Erika Andersen on Be Bad First, Part 1

In the book, Be Bad First: Get Good at Things Fast to Stay Ready for the Future, Erika Andersen shares her mindset and techniques for learning new things well and quickly.

These are some of my favorite concepts and takeaways from reading the book.

Chapter 1: The New Need to Learn – and Our Mixed Response

In this chapter, Erika Andersen discusses the rationale of why being bad first is so essential for today’s world. She offers the following observations and recommendations for us to think about:

The amount of knowledge acquired by humans has been growing exponentially. This explosion of knowledge, and the technological, scientific, and cultural advances that have resulted, have also dramatically changed how we learn and work.
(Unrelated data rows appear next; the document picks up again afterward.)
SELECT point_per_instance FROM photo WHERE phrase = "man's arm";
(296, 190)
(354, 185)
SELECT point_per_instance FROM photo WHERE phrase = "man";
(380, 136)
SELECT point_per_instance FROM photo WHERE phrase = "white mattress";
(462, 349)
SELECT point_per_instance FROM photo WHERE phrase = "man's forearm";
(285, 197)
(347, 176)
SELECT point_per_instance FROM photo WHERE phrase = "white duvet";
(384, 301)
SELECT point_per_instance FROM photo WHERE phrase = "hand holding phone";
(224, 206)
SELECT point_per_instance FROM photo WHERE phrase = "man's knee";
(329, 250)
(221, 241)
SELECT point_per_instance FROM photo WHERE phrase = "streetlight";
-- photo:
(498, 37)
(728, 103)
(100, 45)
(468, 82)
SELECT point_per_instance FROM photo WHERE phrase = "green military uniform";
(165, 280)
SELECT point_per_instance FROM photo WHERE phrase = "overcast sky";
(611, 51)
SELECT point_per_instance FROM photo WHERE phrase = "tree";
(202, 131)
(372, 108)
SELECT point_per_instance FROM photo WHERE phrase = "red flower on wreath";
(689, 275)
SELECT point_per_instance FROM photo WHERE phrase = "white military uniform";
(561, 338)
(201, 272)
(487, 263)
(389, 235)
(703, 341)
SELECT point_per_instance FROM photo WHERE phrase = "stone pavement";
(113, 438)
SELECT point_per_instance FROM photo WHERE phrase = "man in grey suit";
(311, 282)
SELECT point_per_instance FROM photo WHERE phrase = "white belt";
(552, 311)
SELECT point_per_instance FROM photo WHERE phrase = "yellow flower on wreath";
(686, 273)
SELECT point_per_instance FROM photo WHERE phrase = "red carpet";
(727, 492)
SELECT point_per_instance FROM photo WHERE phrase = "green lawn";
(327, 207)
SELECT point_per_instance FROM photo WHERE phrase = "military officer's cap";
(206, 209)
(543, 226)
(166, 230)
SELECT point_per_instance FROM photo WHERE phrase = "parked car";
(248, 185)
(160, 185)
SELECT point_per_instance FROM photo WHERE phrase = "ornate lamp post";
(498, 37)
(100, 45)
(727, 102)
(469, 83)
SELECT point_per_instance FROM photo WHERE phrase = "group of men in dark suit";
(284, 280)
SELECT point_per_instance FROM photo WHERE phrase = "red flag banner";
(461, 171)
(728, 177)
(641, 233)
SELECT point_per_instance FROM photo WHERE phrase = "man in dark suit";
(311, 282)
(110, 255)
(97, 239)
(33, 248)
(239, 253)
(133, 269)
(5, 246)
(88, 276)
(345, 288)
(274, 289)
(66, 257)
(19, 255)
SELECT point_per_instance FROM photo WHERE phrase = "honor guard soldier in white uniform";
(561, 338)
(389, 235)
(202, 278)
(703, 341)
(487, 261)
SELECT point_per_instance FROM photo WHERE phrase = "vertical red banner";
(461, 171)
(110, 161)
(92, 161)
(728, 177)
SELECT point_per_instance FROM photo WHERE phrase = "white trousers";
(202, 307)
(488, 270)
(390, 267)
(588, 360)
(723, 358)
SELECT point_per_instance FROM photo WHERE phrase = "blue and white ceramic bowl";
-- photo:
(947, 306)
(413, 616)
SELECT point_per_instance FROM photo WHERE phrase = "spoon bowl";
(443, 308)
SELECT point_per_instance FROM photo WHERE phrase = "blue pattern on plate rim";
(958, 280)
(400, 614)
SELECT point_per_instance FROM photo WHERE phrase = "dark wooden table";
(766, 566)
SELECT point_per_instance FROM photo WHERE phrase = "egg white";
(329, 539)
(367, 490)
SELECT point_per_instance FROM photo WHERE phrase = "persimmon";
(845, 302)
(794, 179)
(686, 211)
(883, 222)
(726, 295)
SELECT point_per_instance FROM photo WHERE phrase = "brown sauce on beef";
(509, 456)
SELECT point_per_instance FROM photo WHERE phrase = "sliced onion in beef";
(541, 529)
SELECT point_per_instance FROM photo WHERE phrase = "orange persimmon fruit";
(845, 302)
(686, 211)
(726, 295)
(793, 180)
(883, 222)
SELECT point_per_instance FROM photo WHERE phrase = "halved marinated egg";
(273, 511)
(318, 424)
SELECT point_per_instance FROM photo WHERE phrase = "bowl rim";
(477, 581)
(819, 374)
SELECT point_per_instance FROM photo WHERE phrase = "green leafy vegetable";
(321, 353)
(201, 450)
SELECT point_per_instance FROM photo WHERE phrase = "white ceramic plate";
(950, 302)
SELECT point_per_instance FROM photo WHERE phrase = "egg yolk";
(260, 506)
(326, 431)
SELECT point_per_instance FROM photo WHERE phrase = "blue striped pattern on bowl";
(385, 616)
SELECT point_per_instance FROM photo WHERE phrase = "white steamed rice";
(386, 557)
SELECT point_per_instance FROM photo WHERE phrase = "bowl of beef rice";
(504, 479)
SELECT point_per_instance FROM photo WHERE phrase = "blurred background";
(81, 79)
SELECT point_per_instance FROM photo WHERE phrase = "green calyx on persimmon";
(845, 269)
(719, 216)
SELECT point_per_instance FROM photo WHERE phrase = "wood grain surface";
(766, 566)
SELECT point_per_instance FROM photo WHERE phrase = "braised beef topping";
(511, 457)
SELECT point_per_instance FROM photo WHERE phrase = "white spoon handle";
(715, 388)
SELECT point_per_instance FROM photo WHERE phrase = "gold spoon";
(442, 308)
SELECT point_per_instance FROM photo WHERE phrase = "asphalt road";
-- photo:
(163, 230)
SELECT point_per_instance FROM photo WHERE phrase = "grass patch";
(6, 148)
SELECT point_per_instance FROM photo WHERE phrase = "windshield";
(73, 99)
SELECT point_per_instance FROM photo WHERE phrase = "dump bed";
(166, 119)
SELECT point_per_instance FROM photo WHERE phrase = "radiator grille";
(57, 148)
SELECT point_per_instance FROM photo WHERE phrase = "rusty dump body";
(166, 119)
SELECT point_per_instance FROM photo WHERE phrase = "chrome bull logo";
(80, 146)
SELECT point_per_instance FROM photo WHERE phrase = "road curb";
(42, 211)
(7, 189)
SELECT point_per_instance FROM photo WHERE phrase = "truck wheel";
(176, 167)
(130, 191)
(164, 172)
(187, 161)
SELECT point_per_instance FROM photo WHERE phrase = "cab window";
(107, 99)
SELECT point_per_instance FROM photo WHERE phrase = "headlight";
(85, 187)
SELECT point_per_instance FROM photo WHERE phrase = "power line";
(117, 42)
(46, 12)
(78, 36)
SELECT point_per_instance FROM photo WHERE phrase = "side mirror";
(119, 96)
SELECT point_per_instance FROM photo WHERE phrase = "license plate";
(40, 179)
The advance in knowledge acquisition also hastens the pace of change, both societal and personal. The rate of change means that our career progression is much different from our parent’s. Conversely, our children’s career progression will look very different from ours.

The same shift – from stability to fluidity – has happened on an organizational level. In the early 20th century, the business landscape was dominated by big companies we all assumed would last forever. Instead, many of those companies have been replaced by successful enterprises that have arisen from new technologies spawned by new knowledge.

“The ability to learn faster than your competitors may be the only sustainable competitive advantage,” said Arie de Geus.

The proliferation of knowledge and options over the past centuries and supported by the most potent knowledge distribution mechanism to date, the Internet, means:

            More Knowledge = More Communication = More Knowledge

Given all this, it seems clear that those who can acquire and apply new knowledge and skills quickly and continuously will likely succeed in today’s world. We face a reality where knowledge is increasing exponentially, where work is changing daily, and where advancements in every area of discipline nearly our ability to communicate. The natural conclusion is that the ability to learn well and quickly is the essential skill we can have.

While we may realize intellectually that being successful these days requires being open to continuous, disruptive learning, that does not mean we like this way of life. Change is hard for most people to deal with, and we naturally often resist learning new things. Moreover, we dislike the feeling of being a newbie over and over.

We don’t like being thrown into that “be bad first” position when we need to learn new things. As adults, we don’t want to do what feels like going backward, to being novices all over again. So a key question we need to ask ourselves is: How can we overcome our hesitation and our resistance to new learning to become those “masters of mastery” who will best succeed in the 21st century?

The good news is that we have all got something inside us that will help. We may hate to be bad at things – but we love getting at things.